Coexpression of p21Waf1/Cip1 and p53 in sun-exposed normal epidermis, but not in neoplastic epidermis.

Wild-type p53 accumulation induced by DNA damaging agents such as ultraviolet (UV) radiation, gamma-irradiation and drugs, may arrest the cell cycle until DNA damage is repaired. p21Waf1/Cip1 is a cyclin-dependent kinase (CDK) inhibitor induced by wild-type p53. CDK is activated by cyclin and progresses the cell cycle. On the other hand, CDK inhibitors inhibit CDK activity to arrest the cell cycle.
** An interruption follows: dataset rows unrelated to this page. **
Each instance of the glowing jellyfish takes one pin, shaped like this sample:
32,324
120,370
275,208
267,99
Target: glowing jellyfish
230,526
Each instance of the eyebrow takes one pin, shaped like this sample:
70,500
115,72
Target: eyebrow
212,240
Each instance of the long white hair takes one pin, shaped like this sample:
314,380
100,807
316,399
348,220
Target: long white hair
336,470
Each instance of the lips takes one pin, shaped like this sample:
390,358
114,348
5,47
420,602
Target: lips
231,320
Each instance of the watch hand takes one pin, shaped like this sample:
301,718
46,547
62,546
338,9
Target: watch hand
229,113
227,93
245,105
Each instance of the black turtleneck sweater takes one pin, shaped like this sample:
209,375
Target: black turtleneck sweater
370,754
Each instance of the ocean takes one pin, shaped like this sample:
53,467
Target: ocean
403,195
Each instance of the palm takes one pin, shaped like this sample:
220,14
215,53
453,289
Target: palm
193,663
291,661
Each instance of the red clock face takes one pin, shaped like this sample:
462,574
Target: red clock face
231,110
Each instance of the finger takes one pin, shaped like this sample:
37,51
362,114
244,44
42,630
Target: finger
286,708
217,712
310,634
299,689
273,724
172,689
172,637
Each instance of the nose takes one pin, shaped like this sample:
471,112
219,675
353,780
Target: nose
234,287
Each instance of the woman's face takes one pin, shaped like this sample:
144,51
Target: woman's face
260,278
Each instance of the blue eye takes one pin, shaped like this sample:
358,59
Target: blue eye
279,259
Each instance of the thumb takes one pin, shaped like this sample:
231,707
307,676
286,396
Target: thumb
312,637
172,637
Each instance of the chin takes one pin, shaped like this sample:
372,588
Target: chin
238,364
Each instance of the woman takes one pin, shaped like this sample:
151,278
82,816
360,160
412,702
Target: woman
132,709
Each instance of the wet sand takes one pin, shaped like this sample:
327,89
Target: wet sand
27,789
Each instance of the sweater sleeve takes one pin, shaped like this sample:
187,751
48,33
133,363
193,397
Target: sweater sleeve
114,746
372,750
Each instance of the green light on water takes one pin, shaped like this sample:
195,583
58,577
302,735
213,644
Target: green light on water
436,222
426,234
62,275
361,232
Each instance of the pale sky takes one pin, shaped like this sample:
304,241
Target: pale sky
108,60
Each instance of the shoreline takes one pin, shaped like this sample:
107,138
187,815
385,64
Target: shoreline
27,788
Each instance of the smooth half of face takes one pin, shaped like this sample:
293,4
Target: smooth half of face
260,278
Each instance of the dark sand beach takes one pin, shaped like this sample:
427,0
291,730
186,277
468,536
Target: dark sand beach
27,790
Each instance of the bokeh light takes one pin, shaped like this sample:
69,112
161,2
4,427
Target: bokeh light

Thus, p21Waf1/Cip1 is thought to mediate the signal of p53 induced by DNA damaging agents to arrest the cell cycle. p21Waf1/Cip1 is induced by wild-type, but not mutant p53. To investigate p21Waf1/Cip1 regulation by p53 in epidermis in vivo, immunohistochemical staining of p21Waf1/Cip1 and p53 were conducted in chronically sun-exposed normal epidermis and in neoplastic epidermis, p21Waf1/Cip1 expression was found to be coincident with the p53-positive regions or not coincident with the p53-positive regions in chronically sun-exposed normal epidermis, whereas there was only low or undetectable p21Waf1/Cip1 expression in any regions including the p53-positive regions of solar keratosis and squamous cell carcinoma of the skin. This suggests that wild-type p53 and p21Waf1/Cip1 may play a part in chronically sun-exposed normal epidermis response to UV exposure, whereas p21Waf1/Cip1 cannot be induced by mutated p53 in solar keratosis and squamous cell carcinoma of the skin.